Они знали, что такие алхимики во все времена были. Вон один доктор Моро чего только на острове своем не натворил. Но чтобы так, в центре города, в квартире из собак бродячих, сначала людей, а потом и писателей делать, этого прежде и черти никогда не видели, потому смотрели они с удовольствием на то, что там происходило, и интереса не скрывали.

В доме профессора горела только одна лампа — зеленая, когда со своей рукописью появился Шариков.

Из-за пояса его торчал револьвер, но руки пока были заняты бумагами, только ведь это пока.

Еще буржуазный писатель Чехов сказал, что если на сцене есть ружье, то оно обязательно должно выстрелить.

— Папашка, я хочу быть писателем, — с ходу без всяких церемоний заявил он и остановился надутым от важности и значимости момента.

Профессор встрепенулся и усмехнулся.

— Это, с какого перепою, любезный мой друг, других дел более важных нет больше в бедной стране нашей.

— Ты не хами мне, сказал, хочу, значит, хочу, — Шариков заводился, речи профессора всегда сначала ставили его в тупик, а потом приводили в ярость страшную.

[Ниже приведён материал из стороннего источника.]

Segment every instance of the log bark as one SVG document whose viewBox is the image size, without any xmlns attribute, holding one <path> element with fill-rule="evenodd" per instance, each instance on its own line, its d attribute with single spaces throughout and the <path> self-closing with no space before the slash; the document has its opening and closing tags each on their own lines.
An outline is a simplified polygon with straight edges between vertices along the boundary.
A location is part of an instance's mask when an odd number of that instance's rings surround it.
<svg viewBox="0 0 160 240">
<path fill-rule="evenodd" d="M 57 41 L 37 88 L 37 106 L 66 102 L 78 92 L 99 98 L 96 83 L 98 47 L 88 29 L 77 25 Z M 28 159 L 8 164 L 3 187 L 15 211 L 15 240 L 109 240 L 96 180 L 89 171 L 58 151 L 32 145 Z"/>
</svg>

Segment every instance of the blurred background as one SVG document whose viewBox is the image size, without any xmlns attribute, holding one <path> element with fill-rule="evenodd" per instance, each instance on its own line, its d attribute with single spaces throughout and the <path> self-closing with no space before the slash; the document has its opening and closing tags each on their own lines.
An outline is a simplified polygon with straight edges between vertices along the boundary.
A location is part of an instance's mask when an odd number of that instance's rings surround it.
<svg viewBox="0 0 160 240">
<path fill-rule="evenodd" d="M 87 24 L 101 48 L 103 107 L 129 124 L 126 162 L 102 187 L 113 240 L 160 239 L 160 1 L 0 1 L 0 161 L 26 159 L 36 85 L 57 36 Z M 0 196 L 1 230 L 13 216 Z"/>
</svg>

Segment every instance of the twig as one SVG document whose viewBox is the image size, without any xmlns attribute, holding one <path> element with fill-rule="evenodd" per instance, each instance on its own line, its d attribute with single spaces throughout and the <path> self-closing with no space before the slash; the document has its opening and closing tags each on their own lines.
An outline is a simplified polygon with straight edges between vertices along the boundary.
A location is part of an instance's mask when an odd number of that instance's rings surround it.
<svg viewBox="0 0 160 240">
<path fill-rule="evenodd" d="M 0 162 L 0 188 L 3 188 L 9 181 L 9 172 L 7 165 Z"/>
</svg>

Но собеседник его казался невозмутимым.

— И я, так понимаю, должен тебе в том помочь.

Профессор не заметил, как перешел на ты, волнение было очень сильным. Такую вольность он позволял себе крайней редко, только в исключительных случаях. Но похоже на то, что это такой случай и был. Каждый ли день мы присутствуем при рождении нового писателя, да еще такого?

— А то кто же, ты меня породил….

Он оборвал свою речь, понимая, что финал фразы может подсказать профессору неверный ход мыслей.

Но тот шибко задумался и не следил за его уникальными по своей сути и очень новыми по содержанию фразами.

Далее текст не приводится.